CeBiTec – Colloquium
Tuesday, January 9, 2018, 17 c.t.
G2-104, CeBiTec Building
Dr. Jennifer Selinski
ARC Centre of Excellence in Plant Energy
Biology School of Life Science
La Trobe University,  Bundoora (Australia)
Isoform-specific differences between Alternative Oxidase proteins
The cyanide-insensitive alternative oxidase (AOX) is a non-proton-pumping ubiquinol oxidase that allows plants to respire without mitochondrial ATP production, improving plant performance under adverse growth conditions. AOX catalyzes the reduction of oxygen to water and is post-translationally regulated by redox mechanisms and 2-oxo acids.

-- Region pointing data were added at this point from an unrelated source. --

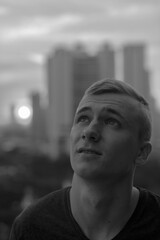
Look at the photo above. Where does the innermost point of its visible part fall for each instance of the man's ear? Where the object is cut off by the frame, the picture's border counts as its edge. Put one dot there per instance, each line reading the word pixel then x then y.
pixel 144 153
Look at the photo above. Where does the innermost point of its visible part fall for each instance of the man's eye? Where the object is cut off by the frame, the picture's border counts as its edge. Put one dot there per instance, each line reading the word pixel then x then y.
pixel 112 122
pixel 83 119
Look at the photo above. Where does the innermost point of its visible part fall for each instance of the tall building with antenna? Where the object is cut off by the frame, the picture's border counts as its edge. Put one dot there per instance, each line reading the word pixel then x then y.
pixel 69 73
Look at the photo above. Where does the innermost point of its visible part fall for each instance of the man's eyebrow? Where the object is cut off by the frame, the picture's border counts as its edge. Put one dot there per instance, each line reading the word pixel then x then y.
pixel 83 109
pixel 113 111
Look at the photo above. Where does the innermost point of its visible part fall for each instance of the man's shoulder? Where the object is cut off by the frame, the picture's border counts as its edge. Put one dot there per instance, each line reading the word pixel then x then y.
pixel 51 204
pixel 150 200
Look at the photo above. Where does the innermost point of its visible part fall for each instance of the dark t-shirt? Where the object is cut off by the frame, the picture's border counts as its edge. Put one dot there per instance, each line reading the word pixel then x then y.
pixel 50 218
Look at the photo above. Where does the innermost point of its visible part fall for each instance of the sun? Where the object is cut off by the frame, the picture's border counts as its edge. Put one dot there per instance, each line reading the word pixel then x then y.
pixel 23 114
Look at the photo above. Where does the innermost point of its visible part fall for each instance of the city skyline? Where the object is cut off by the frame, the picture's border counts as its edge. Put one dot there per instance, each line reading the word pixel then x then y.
pixel 31 30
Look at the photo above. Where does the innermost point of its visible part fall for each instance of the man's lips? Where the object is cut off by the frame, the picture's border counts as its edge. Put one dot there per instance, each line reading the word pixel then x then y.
pixel 88 151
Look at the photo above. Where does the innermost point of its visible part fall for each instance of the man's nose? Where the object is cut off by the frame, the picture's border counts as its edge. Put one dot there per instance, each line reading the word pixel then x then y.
pixel 91 133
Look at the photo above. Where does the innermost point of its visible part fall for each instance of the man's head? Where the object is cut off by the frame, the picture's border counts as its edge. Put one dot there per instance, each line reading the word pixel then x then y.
pixel 106 86
pixel 111 131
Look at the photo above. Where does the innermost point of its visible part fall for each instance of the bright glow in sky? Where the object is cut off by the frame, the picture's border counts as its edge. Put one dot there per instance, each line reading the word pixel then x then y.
pixel 30 30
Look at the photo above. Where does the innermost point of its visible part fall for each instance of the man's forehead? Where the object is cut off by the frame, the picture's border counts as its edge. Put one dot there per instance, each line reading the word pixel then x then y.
pixel 109 100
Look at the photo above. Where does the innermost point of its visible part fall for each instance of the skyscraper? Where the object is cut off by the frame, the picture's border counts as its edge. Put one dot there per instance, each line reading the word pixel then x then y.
pixel 134 69
pixel 106 61
pixel 136 74
pixel 69 73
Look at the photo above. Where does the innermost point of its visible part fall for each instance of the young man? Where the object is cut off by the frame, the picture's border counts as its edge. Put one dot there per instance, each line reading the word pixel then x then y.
pixel 109 138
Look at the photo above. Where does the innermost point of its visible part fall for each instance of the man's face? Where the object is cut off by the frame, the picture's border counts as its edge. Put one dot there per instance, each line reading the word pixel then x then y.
pixel 105 136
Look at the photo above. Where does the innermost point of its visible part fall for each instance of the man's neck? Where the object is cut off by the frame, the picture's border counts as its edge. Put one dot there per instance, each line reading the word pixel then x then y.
pixel 101 209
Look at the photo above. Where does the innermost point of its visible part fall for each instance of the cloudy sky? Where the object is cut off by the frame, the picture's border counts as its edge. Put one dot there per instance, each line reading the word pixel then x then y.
pixel 30 29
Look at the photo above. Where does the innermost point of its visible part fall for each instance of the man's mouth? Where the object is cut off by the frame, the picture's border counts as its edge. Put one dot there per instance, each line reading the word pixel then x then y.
pixel 89 151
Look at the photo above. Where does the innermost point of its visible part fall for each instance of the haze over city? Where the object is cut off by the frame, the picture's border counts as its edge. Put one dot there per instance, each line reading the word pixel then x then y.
pixel 30 30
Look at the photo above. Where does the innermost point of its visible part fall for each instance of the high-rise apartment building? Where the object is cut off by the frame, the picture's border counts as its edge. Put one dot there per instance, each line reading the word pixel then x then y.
pixel 135 72
pixel 38 124
pixel 106 62
pixel 69 73
pixel 60 78
pixel 137 75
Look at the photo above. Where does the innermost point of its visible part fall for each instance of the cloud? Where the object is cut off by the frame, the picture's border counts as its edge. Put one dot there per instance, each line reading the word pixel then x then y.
pixel 39 27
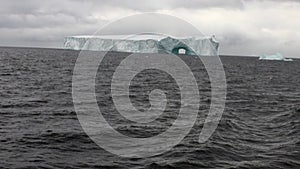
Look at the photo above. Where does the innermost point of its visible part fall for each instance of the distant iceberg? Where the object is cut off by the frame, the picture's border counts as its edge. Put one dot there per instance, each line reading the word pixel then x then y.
pixel 146 43
pixel 276 56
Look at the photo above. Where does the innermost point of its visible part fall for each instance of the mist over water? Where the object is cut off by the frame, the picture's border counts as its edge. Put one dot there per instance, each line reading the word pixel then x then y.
pixel 260 127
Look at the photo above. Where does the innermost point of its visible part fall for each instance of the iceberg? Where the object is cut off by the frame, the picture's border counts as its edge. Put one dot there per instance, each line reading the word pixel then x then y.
pixel 146 43
pixel 276 56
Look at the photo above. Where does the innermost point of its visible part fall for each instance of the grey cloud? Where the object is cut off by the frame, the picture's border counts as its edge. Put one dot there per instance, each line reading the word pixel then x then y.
pixel 45 23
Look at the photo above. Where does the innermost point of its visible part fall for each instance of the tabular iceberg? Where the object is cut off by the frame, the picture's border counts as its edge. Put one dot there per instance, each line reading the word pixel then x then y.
pixel 205 46
pixel 277 56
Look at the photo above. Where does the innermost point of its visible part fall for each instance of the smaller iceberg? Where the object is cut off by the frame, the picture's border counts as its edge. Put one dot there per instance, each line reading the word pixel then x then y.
pixel 276 56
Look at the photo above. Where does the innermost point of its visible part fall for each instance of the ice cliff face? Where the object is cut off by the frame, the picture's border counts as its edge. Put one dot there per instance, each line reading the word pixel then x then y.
pixel 144 44
pixel 277 56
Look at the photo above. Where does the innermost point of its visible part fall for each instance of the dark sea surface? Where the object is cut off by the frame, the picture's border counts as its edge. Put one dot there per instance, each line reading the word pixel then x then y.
pixel 39 128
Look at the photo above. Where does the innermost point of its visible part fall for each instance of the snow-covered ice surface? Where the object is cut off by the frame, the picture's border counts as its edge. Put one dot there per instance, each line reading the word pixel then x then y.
pixel 148 43
pixel 276 56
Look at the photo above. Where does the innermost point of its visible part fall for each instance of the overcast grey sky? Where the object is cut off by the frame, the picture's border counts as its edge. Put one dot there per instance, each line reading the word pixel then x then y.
pixel 243 27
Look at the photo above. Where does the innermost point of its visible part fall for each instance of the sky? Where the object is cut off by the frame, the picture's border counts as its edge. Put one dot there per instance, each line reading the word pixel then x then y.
pixel 243 27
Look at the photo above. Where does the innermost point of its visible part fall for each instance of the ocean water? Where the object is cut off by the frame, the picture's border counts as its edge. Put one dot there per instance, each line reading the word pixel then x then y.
pixel 260 127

Arabidopsis thaliana possesses five AOX isoforms (AOX1A-D and AOX2). AOX1D expression is increased in aox1a knock-out mutants from A. thaliana (especially after restriction of the cytochrome c pathway), but cannot compensate for the lack of AOX1A, suggesting a difference in regulation of these isoforms. Therefore, we analysed the different AOX isoenzymes with the aim to identify differences in their post-translational regulation.
At the protein level, AOX activity is mainly negatively controlled. Its primary structure is not optimal for activity since changes in a single amino acid dramatically increases activity. Furthermore, the activity can be largely increased via various metabolites, e.g. TCA-cycle intermediates that act in an isoform-specific manner. Various tricarboxylic acid cycle intermediates were tested for their influence on AOX1A, AOX1C, and AOX1D wild-type protein activity, using a refined in vitro system. AOX1C is insensitive to all tested organic acids, AOX1A and AOX1D are both activated by 2-oxoglutarate, but only AOX1A is additionally activated by oxaloacetate.
In summary, we show that AOX isoforms from Arabidopsis are differentially fine-regulated by TCA cycle metabolites (most likely depending on the N-terminal region around the highly conserved cysteine residues known to be involved in regulation by the 2-oxo acids pyruvate and glyoxylate) and propose that this is the main reason why they cannot functionally compensate for each other.